Mamadu Baldé explicou que o centro enfrentou dificuldades de acesso aos medicamentos, tendo em conta a situação da pandemia e a dificuldade de deslocação de seus ativistas para acompanhar o tratamento de doentes e que devido a essas dificuldades, elaborou-se um plano de atendimento, alargando o período de cedência de medicamentos para o atendimento de pacientes que se deslocam ao Centro de Informação, Despiste, Aconselhamento e Apoio em Saúde.
“Todos os pacientes que conseguiram deslocara-se até ao centro foram atendidos e foi-lhes fornecido medicamentos, alargando o tempo mínimo de três meses, tendo em conta o período de previsão estabelecido até que a situação da Covid-19 abrande para poder tomar os medicamentos em tempo útil”, assinalou Mamadu Baldé.
BALDÉ: CORONAVÍRUS OBRIGA A REDUÇÃO DE ATENDIMENTO DE PACIENTES DE 10 A 15 SEMANAL
Em relação aos pacientes com dificuldades de mobilidade, Mamadu Baldé frisou que o centro disponibilizou uma equipa de ativistas que se desloca às casas de doentes, para a distribuição dos medicamentos, “mas essa agilidade apenas aconteceu a nível do Setor Autónimo de Bissau”.

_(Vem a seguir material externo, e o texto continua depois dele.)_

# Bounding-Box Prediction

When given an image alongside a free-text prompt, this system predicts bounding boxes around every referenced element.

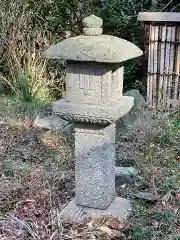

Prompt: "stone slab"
[44,34,143,63]
[138,12,180,22]
[59,197,132,223]
[52,96,134,124]
[75,124,116,209]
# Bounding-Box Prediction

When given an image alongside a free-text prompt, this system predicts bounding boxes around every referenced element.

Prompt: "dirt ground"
[0,98,180,240]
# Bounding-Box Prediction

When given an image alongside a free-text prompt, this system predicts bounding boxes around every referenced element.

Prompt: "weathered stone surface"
[33,115,73,136]
[60,197,132,223]
[134,192,160,202]
[44,35,143,63]
[75,124,115,209]
[115,167,138,187]
[34,115,68,130]
[64,62,124,105]
[117,89,156,136]
[115,167,138,177]
[53,96,134,124]
[82,14,103,28]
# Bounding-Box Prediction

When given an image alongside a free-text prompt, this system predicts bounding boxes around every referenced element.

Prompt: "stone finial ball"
[82,15,103,28]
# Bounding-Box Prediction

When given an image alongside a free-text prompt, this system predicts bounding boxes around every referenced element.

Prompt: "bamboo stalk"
[152,26,159,109]
[174,26,180,107]
[148,25,154,107]
[158,26,166,109]
[163,27,171,110]
[167,27,176,109]
[147,25,152,107]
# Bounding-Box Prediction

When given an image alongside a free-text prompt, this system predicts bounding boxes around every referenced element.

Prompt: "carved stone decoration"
[61,115,112,125]
[45,15,142,222]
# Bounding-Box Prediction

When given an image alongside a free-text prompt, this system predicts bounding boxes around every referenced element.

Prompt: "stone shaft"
[75,124,115,209]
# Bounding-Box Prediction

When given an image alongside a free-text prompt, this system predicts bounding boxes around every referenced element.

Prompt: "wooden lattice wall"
[138,12,180,110]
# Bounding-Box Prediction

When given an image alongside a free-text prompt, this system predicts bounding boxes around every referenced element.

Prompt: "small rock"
[117,89,157,138]
[134,192,159,202]
[115,167,138,177]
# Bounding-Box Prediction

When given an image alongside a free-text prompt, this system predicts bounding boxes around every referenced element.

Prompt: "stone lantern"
[45,15,142,221]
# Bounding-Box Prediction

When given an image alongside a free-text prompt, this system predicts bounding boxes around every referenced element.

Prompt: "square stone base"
[60,197,132,223]
[52,96,134,125]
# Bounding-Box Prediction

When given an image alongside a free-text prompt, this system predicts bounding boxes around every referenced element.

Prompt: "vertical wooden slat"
[167,27,176,109]
[163,27,171,110]
[158,26,166,109]
[147,25,152,107]
[150,25,155,108]
[152,26,159,108]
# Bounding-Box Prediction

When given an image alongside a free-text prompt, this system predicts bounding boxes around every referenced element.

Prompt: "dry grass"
[0,0,64,101]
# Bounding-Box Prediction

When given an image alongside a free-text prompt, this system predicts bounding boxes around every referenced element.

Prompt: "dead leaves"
[87,216,125,239]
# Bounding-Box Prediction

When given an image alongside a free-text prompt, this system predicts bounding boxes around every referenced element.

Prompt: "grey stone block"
[75,124,115,209]
[59,197,132,223]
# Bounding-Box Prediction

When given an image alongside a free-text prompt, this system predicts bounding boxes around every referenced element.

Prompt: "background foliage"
[0,0,180,101]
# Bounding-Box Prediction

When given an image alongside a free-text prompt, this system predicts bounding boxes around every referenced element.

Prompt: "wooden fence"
[138,12,180,110]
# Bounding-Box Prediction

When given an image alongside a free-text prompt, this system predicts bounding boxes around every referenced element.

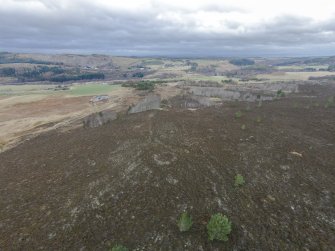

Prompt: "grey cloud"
[0,0,335,56]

O diretor de serviço de Sida Alternag do Centro de Informação, Despiste, Aconselhamento e Apoio em Saúde explicou que algumas pessoas preferem fazer tratamento onde julgam pertinente, sobretudo no contexto das regiões. Informou que já existia a possibilidade de o paciente vivente com o VIH/sida tratar-se na região onde reside, porque “a rede de centros de tratamento tem a cobertura nacional e todos os pacientes têm a possibilidade de tomar medicamentos nas respetivas regiões, mas não obstante essa diligência, alguns preferem tomar medicamentos em Bissau”.
“Neste momento, solicitamos diretamente a CTA regional (Centro de Tratamento Ambulatório) no concernente ao seguimento e tratamento de doentes a nível local e a título de empréstimo até quando tivermos a possibilidade de repor os medicamentos, por isso não há nenhuma dificuldade de os pacientes do interior do país terem acesso a medicamentos a nível local”, assegurou.
Mamadu Baldé reconheceu, contudo, que a sua organização continua a deparar-se com a dificuldade relacionada com os meios de transporte para circulação dos ativistas, tendo em conta o respeito pelas regras de convivência da Covid-19. Sublinhou que no quadro de prevenção e de combate contra o novo Coronavírus e o Sida, a Alternag foi obrigada a reduzir os dias de atendimento de cinco para três dias semanais para o atendimento geral, com permanência de serviços para responder às demandas de pacientes.
O ativista disse que antes de Covid-19, o centro atendia diariamente 10 a 30 pacientes, mas com o atual momento do Coronavírus o número de atendimento reduziu-se para uma media de 10 a 15 pacientes por semana, lembrando que o maior fornecedor de medicamentos é o Fundo Mundial e gerido pelo Secretariado Nacional de Luta Contra o Sida (SNLS), que tem os seus serviços permanentes desde a reabertura de serviços na gestão da problemática de VIH/Sida.
Segundo Mamadu Baldé, neste momento, o Programa Alimentar Mundial (PAM) não fornece géneros alimentícios ao projeto e que os dados de último relatório indicam que o número de pacientes que têm tratamento em dia subiu para 436.
“É uma doença que evolui e os resultados têm a condição de se manterem, porque não temos novas incidências como também o número poderá aumentar, devido às novas contaminações e no quadro de despistagem seremos obrigados a incluir novos pacientes”, notou.